Lck is important in helping "naive" T cells -- those cells that have never been exposed to a particular pathogen -- capture the receptor template of the invading agent and store it for future reference. Among the millions of naïve T cells, there are a few that are primed for active duty against an individual infectious agent. Following infection or vaccination, Lck initiates a biochemical chain of events that vastly increases the number of T cells that march off to combat the invader.
After the infection subsides, the number of T cells marshaled to fight that agent decreases dramatically. But a smaller subset, known as "memory" cells, retains the imprint of its previous encounter should the pathogen make a return appearance.
According to the study, while Lck primes naïve cells to fight a pathogen, it is not required by memory cells, which initiate the fast and furious response when that same pathogen comes calling again years later. Unlike naïve T cells, which are confined to the lymphatic system, memory T cells are found everywhere in the body, enabling them to sense and react more quickly when an infectious agent is reencountered.

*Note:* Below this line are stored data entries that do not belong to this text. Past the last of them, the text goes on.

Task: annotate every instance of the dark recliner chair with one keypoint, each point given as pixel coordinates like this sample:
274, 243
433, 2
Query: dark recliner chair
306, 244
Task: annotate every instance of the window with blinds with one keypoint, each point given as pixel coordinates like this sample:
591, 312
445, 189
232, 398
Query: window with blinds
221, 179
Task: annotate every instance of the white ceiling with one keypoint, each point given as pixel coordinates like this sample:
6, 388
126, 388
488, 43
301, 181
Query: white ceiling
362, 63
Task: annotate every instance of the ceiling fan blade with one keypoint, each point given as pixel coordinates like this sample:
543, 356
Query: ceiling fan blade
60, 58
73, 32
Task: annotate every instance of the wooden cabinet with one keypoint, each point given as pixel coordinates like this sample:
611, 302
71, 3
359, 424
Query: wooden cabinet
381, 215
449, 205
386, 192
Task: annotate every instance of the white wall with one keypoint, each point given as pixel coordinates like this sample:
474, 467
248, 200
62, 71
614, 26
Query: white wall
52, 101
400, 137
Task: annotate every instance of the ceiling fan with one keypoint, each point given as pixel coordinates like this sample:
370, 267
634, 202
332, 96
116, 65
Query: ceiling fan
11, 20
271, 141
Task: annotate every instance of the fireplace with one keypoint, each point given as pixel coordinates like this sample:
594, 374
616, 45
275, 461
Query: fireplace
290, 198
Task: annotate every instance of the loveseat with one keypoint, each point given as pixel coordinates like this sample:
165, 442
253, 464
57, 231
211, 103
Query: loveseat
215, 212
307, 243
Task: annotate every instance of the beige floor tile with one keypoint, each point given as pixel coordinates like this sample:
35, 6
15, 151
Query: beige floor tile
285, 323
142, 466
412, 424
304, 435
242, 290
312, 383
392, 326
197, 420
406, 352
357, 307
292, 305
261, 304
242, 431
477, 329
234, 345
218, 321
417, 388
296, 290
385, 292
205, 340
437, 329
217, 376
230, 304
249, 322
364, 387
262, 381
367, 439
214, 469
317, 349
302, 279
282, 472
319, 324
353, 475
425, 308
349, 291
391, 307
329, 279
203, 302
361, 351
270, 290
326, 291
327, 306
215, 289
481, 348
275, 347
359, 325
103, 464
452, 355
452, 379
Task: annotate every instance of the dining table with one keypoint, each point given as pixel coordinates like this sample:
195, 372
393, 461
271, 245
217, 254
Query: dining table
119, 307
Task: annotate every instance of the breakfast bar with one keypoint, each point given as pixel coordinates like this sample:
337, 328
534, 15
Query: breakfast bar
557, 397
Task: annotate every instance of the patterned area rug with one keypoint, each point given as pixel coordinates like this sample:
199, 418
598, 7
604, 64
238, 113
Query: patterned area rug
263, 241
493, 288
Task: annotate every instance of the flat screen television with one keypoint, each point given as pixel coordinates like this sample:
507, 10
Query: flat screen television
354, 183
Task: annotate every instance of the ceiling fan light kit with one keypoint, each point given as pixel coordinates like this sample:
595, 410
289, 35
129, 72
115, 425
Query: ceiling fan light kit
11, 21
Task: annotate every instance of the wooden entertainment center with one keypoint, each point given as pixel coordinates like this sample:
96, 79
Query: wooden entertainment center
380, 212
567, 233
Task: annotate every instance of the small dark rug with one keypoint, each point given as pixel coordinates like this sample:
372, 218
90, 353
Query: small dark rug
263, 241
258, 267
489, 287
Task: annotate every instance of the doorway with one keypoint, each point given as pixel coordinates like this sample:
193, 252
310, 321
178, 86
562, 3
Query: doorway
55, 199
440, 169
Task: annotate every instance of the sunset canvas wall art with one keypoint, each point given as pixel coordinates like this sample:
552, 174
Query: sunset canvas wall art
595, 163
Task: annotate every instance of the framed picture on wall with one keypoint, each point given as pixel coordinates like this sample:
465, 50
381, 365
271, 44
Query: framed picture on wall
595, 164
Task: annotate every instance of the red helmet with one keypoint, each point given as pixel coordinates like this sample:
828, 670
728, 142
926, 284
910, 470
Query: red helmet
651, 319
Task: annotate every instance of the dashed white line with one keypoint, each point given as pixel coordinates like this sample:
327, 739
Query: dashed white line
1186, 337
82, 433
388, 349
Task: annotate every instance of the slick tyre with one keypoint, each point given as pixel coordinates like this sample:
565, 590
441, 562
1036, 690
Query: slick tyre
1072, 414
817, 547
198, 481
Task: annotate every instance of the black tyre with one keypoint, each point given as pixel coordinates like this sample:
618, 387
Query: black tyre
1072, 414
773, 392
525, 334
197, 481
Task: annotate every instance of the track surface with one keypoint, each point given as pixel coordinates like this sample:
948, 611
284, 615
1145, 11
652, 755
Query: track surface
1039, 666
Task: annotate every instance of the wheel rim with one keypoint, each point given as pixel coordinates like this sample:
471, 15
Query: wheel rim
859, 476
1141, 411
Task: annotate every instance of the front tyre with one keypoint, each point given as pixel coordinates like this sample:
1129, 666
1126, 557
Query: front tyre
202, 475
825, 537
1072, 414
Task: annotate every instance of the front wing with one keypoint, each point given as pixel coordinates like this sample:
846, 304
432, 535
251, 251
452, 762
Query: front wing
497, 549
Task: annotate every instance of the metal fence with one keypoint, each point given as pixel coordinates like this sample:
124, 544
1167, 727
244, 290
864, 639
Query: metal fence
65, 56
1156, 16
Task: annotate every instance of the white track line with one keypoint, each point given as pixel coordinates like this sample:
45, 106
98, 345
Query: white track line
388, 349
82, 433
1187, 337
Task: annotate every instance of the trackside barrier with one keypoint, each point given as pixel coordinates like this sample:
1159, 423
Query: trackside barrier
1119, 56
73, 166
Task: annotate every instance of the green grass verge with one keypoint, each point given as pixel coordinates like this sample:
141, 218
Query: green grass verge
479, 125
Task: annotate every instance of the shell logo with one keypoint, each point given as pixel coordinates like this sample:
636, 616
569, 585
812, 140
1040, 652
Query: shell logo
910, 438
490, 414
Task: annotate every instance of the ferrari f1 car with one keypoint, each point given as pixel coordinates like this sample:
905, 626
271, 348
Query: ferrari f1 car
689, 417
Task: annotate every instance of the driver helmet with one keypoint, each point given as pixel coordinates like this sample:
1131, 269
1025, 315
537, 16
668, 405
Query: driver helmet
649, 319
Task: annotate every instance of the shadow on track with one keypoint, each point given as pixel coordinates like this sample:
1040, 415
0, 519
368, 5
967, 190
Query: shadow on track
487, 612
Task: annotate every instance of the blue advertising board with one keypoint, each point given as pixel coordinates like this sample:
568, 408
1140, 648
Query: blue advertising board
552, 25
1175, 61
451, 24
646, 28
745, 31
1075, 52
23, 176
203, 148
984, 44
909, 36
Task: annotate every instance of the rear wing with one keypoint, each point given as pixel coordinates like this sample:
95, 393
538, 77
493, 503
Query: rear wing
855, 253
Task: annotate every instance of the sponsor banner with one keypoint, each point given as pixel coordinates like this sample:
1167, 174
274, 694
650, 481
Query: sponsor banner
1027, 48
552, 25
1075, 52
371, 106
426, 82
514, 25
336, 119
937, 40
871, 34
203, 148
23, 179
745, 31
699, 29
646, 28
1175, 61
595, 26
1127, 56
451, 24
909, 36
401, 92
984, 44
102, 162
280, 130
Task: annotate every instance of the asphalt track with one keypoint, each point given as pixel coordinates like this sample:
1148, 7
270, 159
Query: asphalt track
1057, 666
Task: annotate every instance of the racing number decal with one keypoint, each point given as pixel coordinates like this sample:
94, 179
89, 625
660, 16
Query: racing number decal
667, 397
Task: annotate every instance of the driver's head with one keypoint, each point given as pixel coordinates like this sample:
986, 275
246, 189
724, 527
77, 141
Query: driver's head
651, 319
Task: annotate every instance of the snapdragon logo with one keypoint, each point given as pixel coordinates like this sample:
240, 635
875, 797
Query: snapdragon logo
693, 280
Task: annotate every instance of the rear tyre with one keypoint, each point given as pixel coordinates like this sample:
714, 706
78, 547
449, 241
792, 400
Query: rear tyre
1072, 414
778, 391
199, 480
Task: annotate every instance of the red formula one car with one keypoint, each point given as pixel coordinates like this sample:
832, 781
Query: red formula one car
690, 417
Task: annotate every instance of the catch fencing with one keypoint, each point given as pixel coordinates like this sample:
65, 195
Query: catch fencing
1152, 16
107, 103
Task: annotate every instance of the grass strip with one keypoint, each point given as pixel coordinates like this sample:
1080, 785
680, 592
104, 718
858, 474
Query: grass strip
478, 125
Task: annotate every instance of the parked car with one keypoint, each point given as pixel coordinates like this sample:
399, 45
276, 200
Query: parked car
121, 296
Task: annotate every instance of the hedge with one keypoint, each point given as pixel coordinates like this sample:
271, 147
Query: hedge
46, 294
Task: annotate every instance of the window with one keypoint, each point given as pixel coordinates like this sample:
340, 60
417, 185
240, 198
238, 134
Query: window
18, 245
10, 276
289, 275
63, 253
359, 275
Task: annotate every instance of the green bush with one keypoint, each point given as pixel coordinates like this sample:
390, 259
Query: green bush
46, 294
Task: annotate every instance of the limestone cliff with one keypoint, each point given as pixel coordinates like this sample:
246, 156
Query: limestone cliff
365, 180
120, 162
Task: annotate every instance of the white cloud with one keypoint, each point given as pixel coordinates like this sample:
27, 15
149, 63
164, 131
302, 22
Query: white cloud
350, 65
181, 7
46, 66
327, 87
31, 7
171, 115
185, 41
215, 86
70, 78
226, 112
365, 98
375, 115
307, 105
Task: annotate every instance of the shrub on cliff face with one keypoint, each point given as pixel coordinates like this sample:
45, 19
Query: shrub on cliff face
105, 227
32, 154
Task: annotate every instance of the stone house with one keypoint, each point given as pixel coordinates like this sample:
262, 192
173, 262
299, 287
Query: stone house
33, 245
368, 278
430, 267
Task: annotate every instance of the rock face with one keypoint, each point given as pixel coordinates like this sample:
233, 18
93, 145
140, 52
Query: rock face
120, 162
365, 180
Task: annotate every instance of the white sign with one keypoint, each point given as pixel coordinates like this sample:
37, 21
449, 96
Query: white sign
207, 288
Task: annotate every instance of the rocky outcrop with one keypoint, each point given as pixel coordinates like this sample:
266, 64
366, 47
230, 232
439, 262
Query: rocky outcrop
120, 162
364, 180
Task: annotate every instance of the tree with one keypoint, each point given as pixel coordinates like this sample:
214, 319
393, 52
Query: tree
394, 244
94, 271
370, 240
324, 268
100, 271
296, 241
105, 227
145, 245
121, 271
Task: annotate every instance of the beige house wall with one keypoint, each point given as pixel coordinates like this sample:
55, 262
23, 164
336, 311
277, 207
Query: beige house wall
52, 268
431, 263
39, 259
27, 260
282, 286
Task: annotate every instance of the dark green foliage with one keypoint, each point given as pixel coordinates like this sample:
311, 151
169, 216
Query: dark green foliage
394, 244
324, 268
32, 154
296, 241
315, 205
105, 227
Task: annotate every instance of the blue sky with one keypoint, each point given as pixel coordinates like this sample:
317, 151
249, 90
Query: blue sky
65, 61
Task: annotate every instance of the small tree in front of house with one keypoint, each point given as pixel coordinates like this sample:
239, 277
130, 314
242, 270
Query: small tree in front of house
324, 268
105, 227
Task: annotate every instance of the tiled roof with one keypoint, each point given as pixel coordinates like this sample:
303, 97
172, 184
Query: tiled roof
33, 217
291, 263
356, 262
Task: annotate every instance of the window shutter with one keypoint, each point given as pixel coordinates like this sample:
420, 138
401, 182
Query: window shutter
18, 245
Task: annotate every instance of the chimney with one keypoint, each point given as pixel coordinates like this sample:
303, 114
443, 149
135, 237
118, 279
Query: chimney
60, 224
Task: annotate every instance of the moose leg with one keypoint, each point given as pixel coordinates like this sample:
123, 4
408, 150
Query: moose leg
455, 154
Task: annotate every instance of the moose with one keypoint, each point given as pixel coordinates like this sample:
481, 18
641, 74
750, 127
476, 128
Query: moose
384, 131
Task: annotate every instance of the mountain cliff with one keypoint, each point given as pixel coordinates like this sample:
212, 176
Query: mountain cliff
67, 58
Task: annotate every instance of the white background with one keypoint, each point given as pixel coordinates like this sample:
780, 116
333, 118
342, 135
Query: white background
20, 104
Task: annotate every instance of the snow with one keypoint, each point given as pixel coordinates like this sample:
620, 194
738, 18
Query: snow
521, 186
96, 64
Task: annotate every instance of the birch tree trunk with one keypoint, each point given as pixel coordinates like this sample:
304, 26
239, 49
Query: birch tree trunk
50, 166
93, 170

"Now we know one of the reasons we get such a quick response and clearance (of the pathogen) with reinfection," Suresh explains. "If you increase the size of your army, you can clear your enemies faster. The memory T cells are greater in number and they are more potent."
The new insight could help refine therapeutic targets to treat autoimmune diseases and may inform new strategies for suppressing T cell response after transplantation. Now, transplant patients require life-long regimens of drugs to suppress immune response to the foreign cells in the donated organ.